No longer able to find custom contexts after update


#1

Greetings!

I recently upgraded my snowplow setup in its entirety (version bump of about 30 releases). After having done so I see errors pop up in my enricher error stream[1]. They occur systematically (happens in every batch write), but not for all events (approximately 10 in a batch of 300).

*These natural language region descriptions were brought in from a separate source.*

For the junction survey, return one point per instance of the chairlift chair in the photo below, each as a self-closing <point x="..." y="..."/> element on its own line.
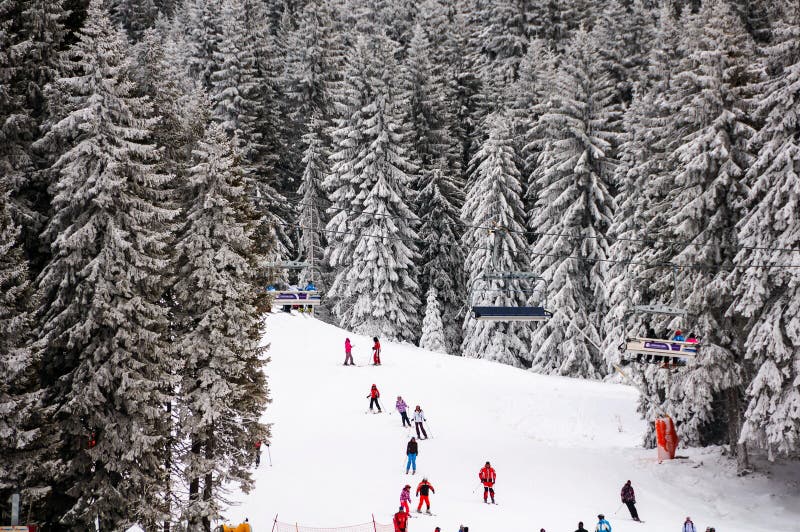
<point x="508" y="312"/>
<point x="659" y="350"/>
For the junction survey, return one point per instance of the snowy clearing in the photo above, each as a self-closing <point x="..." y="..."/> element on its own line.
<point x="562" y="447"/>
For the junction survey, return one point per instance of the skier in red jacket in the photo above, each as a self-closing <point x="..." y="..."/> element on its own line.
<point x="376" y="352"/>
<point x="374" y="394"/>
<point x="400" y="520"/>
<point x="487" y="476"/>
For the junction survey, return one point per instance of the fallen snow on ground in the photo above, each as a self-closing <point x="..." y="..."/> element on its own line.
<point x="562" y="448"/>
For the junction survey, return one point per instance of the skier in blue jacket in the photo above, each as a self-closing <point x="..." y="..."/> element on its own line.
<point x="602" y="524"/>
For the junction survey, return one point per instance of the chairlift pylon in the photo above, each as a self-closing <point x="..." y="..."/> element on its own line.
<point x="507" y="312"/>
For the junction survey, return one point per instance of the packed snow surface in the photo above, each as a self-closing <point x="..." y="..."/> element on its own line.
<point x="562" y="448"/>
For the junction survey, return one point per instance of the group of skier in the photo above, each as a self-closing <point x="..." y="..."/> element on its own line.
<point x="486" y="475"/>
<point x="419" y="417"/>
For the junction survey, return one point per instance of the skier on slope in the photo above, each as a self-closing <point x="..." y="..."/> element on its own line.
<point x="400" y="520"/>
<point x="411" y="453"/>
<point x="488" y="477"/>
<point x="348" y="352"/>
<point x="602" y="524"/>
<point x="419" y="418"/>
<point x="376" y="352"/>
<point x="629" y="499"/>
<point x="405" y="498"/>
<point x="373" y="395"/>
<point x="422" y="492"/>
<point x="402" y="407"/>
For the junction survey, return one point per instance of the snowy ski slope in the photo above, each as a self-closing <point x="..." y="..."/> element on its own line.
<point x="562" y="448"/>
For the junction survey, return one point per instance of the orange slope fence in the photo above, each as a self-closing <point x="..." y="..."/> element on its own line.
<point x="371" y="526"/>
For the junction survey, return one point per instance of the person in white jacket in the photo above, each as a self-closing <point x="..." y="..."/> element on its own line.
<point x="419" y="418"/>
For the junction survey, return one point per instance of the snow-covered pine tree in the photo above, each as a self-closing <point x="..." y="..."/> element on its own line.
<point x="135" y="16"/>
<point x="313" y="202"/>
<point x="499" y="42"/>
<point x="452" y="78"/>
<point x="244" y="105"/>
<point x="223" y="388"/>
<point x="532" y="93"/>
<point x="340" y="183"/>
<point x="438" y="186"/>
<point x="198" y="32"/>
<point x="441" y="255"/>
<point x="573" y="211"/>
<point x="102" y="344"/>
<point x="31" y="34"/>
<point x="495" y="239"/>
<point x="429" y="114"/>
<point x="703" y="194"/>
<point x="183" y="110"/>
<point x="20" y="430"/>
<point x="624" y="32"/>
<point x="765" y="294"/>
<point x="432" y="327"/>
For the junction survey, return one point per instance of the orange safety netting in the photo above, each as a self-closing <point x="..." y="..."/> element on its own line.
<point x="667" y="438"/>
<point x="365" y="527"/>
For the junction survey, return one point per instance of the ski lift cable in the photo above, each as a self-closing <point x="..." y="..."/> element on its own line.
<point x="658" y="264"/>
<point x="531" y="233"/>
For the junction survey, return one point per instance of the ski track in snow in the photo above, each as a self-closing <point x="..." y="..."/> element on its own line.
<point x="555" y="442"/>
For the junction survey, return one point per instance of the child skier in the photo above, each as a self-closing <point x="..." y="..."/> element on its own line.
<point x="487" y="477"/>
<point x="422" y="492"/>
<point x="400" y="520"/>
<point x="405" y="498"/>
<point x="602" y="524"/>
<point x="629" y="499"/>
<point x="374" y="394"/>
<point x="348" y="352"/>
<point x="419" y="418"/>
<point x="376" y="352"/>
<point x="402" y="407"/>
<point x="411" y="453"/>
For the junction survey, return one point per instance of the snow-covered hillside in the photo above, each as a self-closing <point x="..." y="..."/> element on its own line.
<point x="562" y="447"/>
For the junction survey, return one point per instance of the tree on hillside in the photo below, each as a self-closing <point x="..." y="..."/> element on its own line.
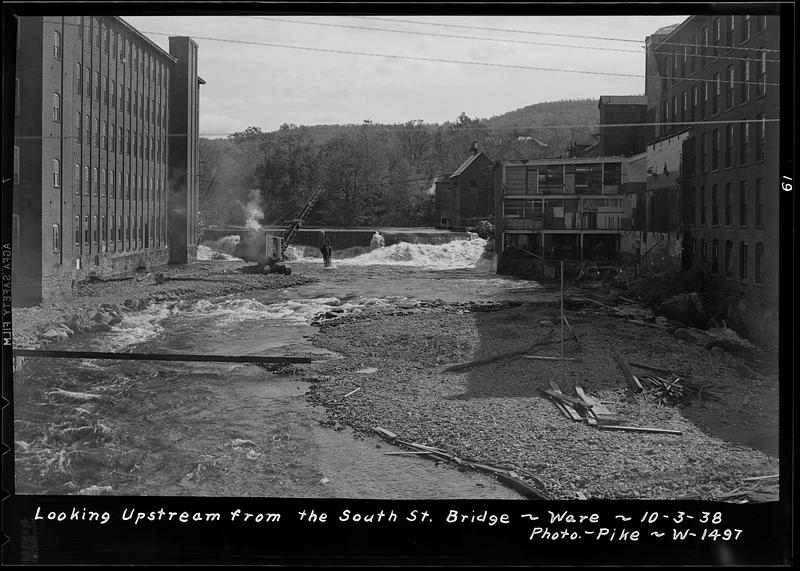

They indicate that my custom enrichments cannot be found anymore, but I have not changed anything in my resolver.conf[2] or in my enrichment itself and I have not been able to find any mentioning of any changes in syntax for either.

Any help and guidance is greatly appreciated

[1] Error from enricher error eventstream

 "errors": [
        {
            "level": "error",
            "message": "error: Could not find schema with key iglu:io.ontame/application_step/jsonschema/1-0-0 in any repository, tried:\n    level: \"error\"\n    repositories: [\"Iglu Central [HTTP]\",\"Iglu Client Embedded [embedded]\",\"Ontame Custom [HTTP]\"]\n"
        }

[2] resolver.conf

{
    "schema": "iglu:com.snowplowanalytics.iglu/resolver-config/jsonschema/1-0-0",
    "data": {
        "cacheSize": 500,
        "repositories": [
            {
                "name": "Iglu Central",
                "priority": 0,
                "vendorPrefixes": [
                    "com.snowplowanalytics"
                ],
                "connection": {
                    "http": {
                        "uri": "http://iglucentral.com"
                    }
                }
            },
            {
                "name": "Ontame Custom",
                "priority": 0,
                "vendorPrefixes": [
                    "io.ontame"
                ],
                "connection": {
                    "http": {
                        "uri": "http://ontame-schemas.s3-website-eu-west-1.amazonaws.com/"
                    }
                }
            }
        ]
    }
}

Kind regards
Christoffer


Event fingerprint enrichment not running
#2

Hi @cstpdk,

Right - a lot has changed in 30 releases so we need to dig into what your expected behavior is, so we can figure out what’s changed.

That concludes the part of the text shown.